The conference, organised by the Studygroup for Applied Ethnomusicology and Lucerne University, aims “to bring together ethnomusicological and artistic practices to uncover convergences and conflicts between different forms of sonic, musical, and social knowing”.
My colleague Imogen and me will talk about the role of the musician-researcher in collaborative experiments in classical music. See below for our abstract.
Intervening in an Orchestra as Lab: Experimenting as a Musician-Researcher
Imogen Eve & Ties van de Werff
Contemporary symphony orchestras are currently trying to innovate and improve the quality of audience participation. Following public participation projects in domains such as urban planning, public health or environmental management, symphony orchestras have adopted the discourse of innovation and experimentation to shape new forms of audience participation (Idema 2012; Topgaard 2014; Hamel 2016). In these experiments, lay or amateur audiences engage with artistic matters in ways that challenge traditional expert approaches of creating artistic performances (Lezaun, Marres and Tironi 2017). Conducting experiments through interventions thus becomes a method to both study and shape new forms of participation.
In our performance lecture, we show what the method of experimentation and intervention entails for the artistic researcher in the concrete practice a contemporary symphony orchestra practice. Based on our empirical fieldwork in the project Artful Participation – a unique collaboration between Zuyd Hogeschool, Maastricht University, and the South Netherlands Philharmonic (the Netherlands), part of the recently established Maastricht Centre for the Innovation of Classical Music (MCICM) – we reflect specifically on the role of the so-called musician-researcher. The aim of the AP-project is to conduct and learn from experiments where audiences are actively involved in programming, making and assessing symphony music. Based on methods of artistic research, the musician-researcher acts as the creative generator of artistic projects that seek to both challenge and design social and musical environments.
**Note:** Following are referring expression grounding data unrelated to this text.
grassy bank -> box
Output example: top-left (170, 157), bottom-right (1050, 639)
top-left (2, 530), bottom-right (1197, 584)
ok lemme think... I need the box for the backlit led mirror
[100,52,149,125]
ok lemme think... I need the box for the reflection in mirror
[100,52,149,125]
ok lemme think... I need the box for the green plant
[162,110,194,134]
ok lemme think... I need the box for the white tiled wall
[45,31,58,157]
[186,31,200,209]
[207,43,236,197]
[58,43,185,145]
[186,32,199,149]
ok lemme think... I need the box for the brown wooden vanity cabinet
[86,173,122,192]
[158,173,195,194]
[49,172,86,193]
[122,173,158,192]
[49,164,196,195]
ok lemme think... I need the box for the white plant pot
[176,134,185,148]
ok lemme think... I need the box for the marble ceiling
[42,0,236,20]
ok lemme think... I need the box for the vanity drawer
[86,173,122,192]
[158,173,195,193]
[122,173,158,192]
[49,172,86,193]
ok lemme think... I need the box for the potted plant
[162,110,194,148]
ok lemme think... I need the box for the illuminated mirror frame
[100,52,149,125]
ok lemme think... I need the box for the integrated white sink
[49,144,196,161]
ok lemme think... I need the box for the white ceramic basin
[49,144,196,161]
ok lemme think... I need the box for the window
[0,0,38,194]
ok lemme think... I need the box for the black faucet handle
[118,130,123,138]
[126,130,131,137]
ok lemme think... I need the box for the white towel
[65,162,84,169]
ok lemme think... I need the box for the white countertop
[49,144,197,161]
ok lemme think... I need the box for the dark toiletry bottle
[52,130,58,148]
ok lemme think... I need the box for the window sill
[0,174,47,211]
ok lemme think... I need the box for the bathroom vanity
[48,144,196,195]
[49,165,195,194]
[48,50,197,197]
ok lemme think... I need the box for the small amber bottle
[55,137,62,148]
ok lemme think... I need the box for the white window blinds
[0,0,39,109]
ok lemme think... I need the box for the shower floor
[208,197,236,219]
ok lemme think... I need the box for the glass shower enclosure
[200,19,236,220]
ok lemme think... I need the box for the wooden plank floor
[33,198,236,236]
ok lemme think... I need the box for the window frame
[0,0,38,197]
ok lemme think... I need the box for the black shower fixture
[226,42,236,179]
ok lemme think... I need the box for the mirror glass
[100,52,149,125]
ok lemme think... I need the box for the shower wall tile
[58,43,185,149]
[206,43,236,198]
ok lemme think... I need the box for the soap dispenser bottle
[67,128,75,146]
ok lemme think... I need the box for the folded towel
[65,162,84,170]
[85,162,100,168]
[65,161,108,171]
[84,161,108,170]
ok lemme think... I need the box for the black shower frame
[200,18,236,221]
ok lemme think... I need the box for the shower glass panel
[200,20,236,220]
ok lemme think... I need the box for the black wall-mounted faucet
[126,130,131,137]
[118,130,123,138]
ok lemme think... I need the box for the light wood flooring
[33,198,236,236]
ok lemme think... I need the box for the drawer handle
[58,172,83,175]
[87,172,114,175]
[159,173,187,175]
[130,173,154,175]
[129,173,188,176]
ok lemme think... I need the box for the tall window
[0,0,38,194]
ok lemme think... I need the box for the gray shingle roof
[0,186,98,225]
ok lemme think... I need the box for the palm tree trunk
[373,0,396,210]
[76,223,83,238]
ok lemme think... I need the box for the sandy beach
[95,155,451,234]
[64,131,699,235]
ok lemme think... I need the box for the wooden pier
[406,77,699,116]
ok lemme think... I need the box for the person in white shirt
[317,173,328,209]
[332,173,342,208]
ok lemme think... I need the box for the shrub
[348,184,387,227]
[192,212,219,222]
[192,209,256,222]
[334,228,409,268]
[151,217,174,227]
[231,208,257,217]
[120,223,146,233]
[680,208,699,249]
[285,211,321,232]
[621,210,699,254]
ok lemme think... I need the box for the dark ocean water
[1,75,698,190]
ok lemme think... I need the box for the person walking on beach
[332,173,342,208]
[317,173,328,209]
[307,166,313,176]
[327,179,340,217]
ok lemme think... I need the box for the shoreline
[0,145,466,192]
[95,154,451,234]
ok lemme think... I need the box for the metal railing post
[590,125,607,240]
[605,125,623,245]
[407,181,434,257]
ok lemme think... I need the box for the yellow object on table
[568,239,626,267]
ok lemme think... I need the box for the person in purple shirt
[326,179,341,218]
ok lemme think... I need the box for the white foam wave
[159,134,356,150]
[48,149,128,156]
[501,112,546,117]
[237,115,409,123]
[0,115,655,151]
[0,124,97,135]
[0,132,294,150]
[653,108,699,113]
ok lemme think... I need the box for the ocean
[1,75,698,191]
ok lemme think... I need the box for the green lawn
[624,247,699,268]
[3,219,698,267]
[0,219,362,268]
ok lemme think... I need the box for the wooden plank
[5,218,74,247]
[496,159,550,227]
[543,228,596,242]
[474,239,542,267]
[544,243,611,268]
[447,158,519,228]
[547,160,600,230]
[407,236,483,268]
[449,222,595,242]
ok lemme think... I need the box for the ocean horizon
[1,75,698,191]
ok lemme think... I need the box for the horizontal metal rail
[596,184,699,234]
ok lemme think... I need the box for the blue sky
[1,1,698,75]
The role of the musician-researcher comes with its own methodological and artistic challenges. How to share artistic responsibility in co-creative, collaborative projects? How to articulate and utilize the tacit and embodied knowledge of the musician-researcher? And what comes to count as artistically relevant in the messy process of designing experiments and intervening in the symphony orchestra practice? Sitting on the boundary between artistic research and interventionist (action) research, we show the multiple ways the role of the musician-researcher plays out in practice, navigating between musical ideals, productional logics, academic norms and artistic experience.